Chung-Jen Chien

High-performance ZnO nanowire field effect transistors

ZnO nanowires with high crystalline and optical properties are characterized, showing strong effect of the surface defect states. In order to optimize the performance of devices based on these nanowires, a series of complementary metal-oxide semiconductor compatible surface passivation procedures is employed. Electrical transport measurements demonstrate significantly reduced subthreshold swing, high on/off ratio, and unprecedented field effect mobility.

Finite size effect in ZnO nanowires

To clarify the size effect in semiconductor nanowires with decreasing diameters but not yet reaching the quantum confinement region, single crystalline zinc oxide nanowires with diameters around 10nm are synthesized. Electrical transport measurements of these thin nanowires show significant increase in conductivity accompanied by diminished gate modulation and reduced mobility. This phenomenon is a result of the enrichment of surface states owing to the increased surface-to-volume ratio. The enhanced surface effect is confirmed by the temperature dependent photoluminescence measurements and contributes to the “anomalous” blueshift. This study shows that surface states play a dominant role in the electrical and optical properties of quasi-one-dimensional materials.

Electrical and photoconductive properties of vertical ZnO nanowires in high density arrays

High density vertical zinc oxide nanowire arrays were fabricated using highly ordered channels in anodic alumina membranes via chemical vapor deposition assisted by electrochemical deposition methods. Using conductive atomic force microscopy, the electrical transport and photoconduction of individual vertical nanowires were investigated. A negative photoconductivity was observed as a result of electron trapping in the alumina membrane. In contrast, positive photoconductivity was observed using a thermally annealed anodic alumina membrane as the nanowire growth template. These studies provide a pathway for constructing highly integrated nanoscale electronic and optoelectronic circuits, such as logic circuits, light emitting diodes, solar cells, and ultrahigh resolution imaging sensors.

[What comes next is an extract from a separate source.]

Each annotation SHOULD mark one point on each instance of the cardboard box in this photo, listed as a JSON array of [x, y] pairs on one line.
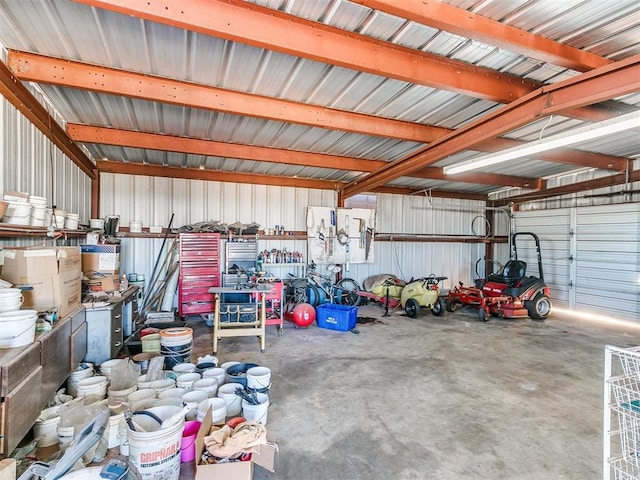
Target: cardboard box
[[69, 259], [105, 283], [265, 458], [100, 258], [20, 264], [50, 276]]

Optical size effects in ultrathin ZnO nanowires

Single crystal ZnO wurtzite nanowires grown along the c-axis with diameters down to 4 nm were synthesized by a catalytic vapor transport technique. Photoluminescence spectra of these wires indicate a blue shift of the free exciton by 19 meV due to confinement. This result was obtained by analyzing the line shape of the blue-shifted LO phonon replica of the free exciton. In addition, a surface-related excitonic luminescence feature centered at 3.366 eV was observed with a strongly elevated thermal activation energy.

Core–shell CdTe–TiO2 nanostructured solar cell

A prototype core–shell nanostructured solar cell with a p–n CdTe–TiO2 radial junction is constructed by pulse potential electrodeposition of CdTe into a TiO2 nanotube array. 1 : 1 stoichiometry of CdTe is achieved with a high filling rate. Measurements are done to characterize the photovoltaic properties of the as-fabricated solar cell with CdTe nanowire array as the absorber layer.

Flexible Symmetric Supercapacitors Based on TiO

Highly conducting carbon nanotube has been widely studied as electrode in double-layer-effect supercapacitors. In this paper, we introduce a hybrid-electrode design to further improve the specific capacitance by incorporating TiO2 nanotubes with carbon nanotubes. Vertically oriented TiO2 nanotube arrays are fabricated by anodization process and used as porous pseudocapacitive electrode with compact density and large surface area. Conductive multiwall carbon nanotube networks are coated on the TiO2 nanotubes to form the hybrid electrode. With 1M H2SO4 as electrolyte, the specific capacitance can be enhanced by about 30% as compared to pure carbon-nanotube electrode. Electrochemical impedance spectroscopy shows good capacitive behavior for the device. This hybrid-electrode technique demonstrates also a promising application for flexible energy devices and electronics.